The Income Tax Appellate Tribunal (ITAT), Ahmedabad Bench, has recently, in an appeal filed before it, while setting aside an assessment order, held that the cash deposited in bank account of the assessee, is not sufficient for the formation of “belief of escapement of Income” by the AO.
The aforesaid observation was made by the Ahmedabad ITAT, when an appeal was filed before it by the assessee, as against the order passed by the Commissioner of Income Tax (Appeals), Ahmedabad, (CIT(A)), under section 250(6) of the Income Tax Act, 1961, dated 27.11.2018, pertaining to Asst.Year2010-11.
The ground of the assessee’s appeal being that on facts, and in law, the CIT (A) has grievously erred in confirming the addition of Rs.15,00,000/, made under section 68 of the Income Tax Act, in respect of deposits in appellant’s bank account, it was the contention of the Shri Mehul K. Patel, the AR for the assessee , that reopening was resorted to, on the information with the AO that there was cash deposits in the bank account of the assessee, amounting to Rs.15.00 lakhs.

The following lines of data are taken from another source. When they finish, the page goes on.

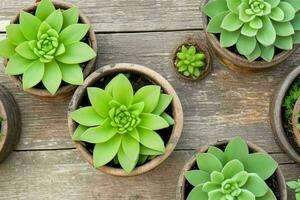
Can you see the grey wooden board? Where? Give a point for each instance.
(124, 15)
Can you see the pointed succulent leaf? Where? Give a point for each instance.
(78, 52)
(33, 74)
(99, 99)
(17, 65)
(152, 121)
(197, 177)
(105, 152)
(44, 9)
(208, 162)
(150, 95)
(52, 77)
(151, 140)
(197, 193)
(71, 73)
(70, 16)
(29, 25)
(265, 169)
(55, 20)
(87, 116)
(7, 49)
(231, 22)
(73, 33)
(237, 148)
(256, 185)
(214, 7)
(14, 34)
(78, 132)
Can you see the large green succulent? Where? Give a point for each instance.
(47, 47)
(122, 123)
(255, 27)
(231, 175)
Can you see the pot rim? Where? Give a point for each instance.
(153, 77)
(180, 191)
(190, 41)
(276, 115)
(64, 91)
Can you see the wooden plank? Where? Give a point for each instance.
(222, 106)
(125, 15)
(63, 174)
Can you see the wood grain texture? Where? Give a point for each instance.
(125, 15)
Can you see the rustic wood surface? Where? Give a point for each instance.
(225, 104)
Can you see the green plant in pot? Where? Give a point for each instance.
(47, 47)
(257, 29)
(232, 174)
(295, 185)
(122, 123)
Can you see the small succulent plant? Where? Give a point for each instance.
(122, 123)
(190, 62)
(233, 174)
(47, 47)
(290, 99)
(295, 185)
(255, 27)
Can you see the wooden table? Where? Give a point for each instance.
(45, 164)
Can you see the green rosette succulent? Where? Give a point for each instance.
(47, 47)
(122, 123)
(190, 62)
(233, 174)
(295, 185)
(255, 27)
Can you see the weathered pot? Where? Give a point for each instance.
(238, 62)
(66, 90)
(10, 128)
(295, 121)
(181, 193)
(276, 115)
(200, 48)
(154, 78)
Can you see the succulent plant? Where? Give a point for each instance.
(295, 185)
(47, 47)
(190, 61)
(233, 174)
(290, 99)
(255, 27)
(122, 123)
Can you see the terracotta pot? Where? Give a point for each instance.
(200, 48)
(181, 192)
(10, 128)
(66, 90)
(276, 115)
(238, 62)
(154, 78)
(295, 121)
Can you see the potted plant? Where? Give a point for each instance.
(249, 35)
(10, 123)
(231, 170)
(50, 47)
(192, 60)
(295, 185)
(125, 120)
(281, 114)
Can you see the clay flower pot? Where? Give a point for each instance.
(200, 48)
(65, 90)
(97, 79)
(10, 126)
(276, 182)
(237, 62)
(284, 139)
(295, 122)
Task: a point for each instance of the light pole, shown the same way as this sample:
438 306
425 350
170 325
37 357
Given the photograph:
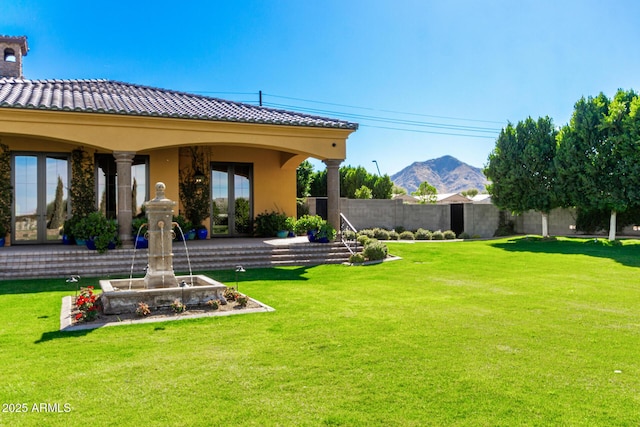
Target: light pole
377 167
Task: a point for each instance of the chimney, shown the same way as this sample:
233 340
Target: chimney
12 49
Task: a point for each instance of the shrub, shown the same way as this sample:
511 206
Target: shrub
422 234
213 304
380 234
308 223
449 235
375 250
356 259
326 231
178 307
349 235
143 309
269 223
362 239
407 235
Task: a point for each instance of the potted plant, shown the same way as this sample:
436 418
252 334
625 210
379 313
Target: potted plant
326 233
270 224
139 228
309 225
290 225
202 232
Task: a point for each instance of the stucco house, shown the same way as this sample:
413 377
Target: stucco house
139 135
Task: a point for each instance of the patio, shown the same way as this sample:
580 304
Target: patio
53 261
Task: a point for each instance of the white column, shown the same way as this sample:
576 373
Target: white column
333 192
124 160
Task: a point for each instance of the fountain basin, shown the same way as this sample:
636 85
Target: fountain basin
123 295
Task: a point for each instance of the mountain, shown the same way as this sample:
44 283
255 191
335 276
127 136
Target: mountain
447 174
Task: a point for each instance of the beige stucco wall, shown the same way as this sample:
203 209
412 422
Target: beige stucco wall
275 151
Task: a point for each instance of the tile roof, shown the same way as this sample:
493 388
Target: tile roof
112 97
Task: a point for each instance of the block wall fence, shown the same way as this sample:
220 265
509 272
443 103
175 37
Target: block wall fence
480 219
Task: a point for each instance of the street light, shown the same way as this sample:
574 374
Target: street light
239 269
377 167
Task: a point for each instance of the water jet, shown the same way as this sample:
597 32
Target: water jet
160 286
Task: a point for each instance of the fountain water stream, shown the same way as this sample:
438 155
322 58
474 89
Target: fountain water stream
160 286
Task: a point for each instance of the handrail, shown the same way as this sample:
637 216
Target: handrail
349 239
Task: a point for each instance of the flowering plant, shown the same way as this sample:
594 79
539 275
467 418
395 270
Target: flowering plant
143 309
87 305
231 294
242 300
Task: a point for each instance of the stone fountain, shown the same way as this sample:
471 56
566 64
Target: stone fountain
160 287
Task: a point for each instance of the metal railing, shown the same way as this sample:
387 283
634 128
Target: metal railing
348 234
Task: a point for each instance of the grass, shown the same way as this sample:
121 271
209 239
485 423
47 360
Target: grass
504 332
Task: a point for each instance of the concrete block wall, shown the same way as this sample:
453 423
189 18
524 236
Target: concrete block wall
480 219
561 222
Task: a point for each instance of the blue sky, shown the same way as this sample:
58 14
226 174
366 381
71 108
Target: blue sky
423 78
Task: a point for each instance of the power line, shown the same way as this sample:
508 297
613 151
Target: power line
413 123
378 121
382 110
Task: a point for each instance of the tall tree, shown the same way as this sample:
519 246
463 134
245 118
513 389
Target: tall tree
598 155
522 171
59 208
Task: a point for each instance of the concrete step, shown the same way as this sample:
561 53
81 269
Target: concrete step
61 262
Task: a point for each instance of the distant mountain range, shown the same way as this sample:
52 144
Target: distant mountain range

The counsel for the assessee contended that, this information alone could not lead to formation of belief of escapement of income for assumption of valid jurisdiction to reopen the case of the assessee under section 147 of the Income Tax Act. And, in this regard, he relied upon the decisions of the ITAT, Ahmedabad Bench in the cases of Mariyam Ismail Rajwani vs ITO, and BirBahadur Singh Sijwali v. I.T.O
However, on the other hand, Shri B.P. Makwana, the Sr.DR, strongly relied on the order of the CIT(A).
Hearing the opposing contentions of both sides and thereby perusing the materials available on record, the ITAT observed:
“We have heard both the parties and gone through the orders of the authorities below. We have noted from the assessment order that reopening was resorted to by the AO on the information received from ADIT (Investigation), Mehsana that there were three transactions of cash deposits of Rs.5.00 lakhs each amounting in all to Rs.15 lakhs in the HDFC Bank account of the assessee.”
“The ld.CIT(A), I have noted, did not entertain contention raised by the assessee that this information solely could not have led to formation of belief of escapement of income, stating that case laws relied upon by the assessee were not applicable to the facts of the case; no reasoning was given by the ld.CIT(A) for the same. I am not in agreement with the ld.CIT(A) in this regard. Only information in the possession of the AO for assuming jurisdiction to reopen the case of the assessee was that of cash deposited in the bank account of the assessee, and this information has been held in various decisions of the ITAT cited by the ld.counsel for the assessee before us, is not sufficient for formation of belief of escapement of income. There is no information on record that on receipt of this information by the AO any inquiry or investigation was conducted by him so as to gather information regarding source of cash deposits either from the assessee or from any other source. In the absence of the same, mere information of cash deposits could not have led to the formation of belief of escapement of income. The issue is squarely covered by the decision of the ITAT in the cases Mariyam Ismail Rajwani and BirBahadur Singh Sijwali”, the coram of Annapurna Gupta, the Accountant Member noted.
Thus, the ITAT finally held:
“In view of the same, we hold that jurisdiction assumed by the AO to reopen the case of the assessee was not in accordance with law in the absence of formation of belief of escapement of income by the AO. The assessment order so framed is therefore not sustainable in law, and is set aside as invalid. Since we have set aside the assessment order passed under section 147 itself, adjudication of addition on merits is merely an academic exercise. Accordingly, the same are disposed off. In the result, the appeal of the assessee is allowed in above terms”.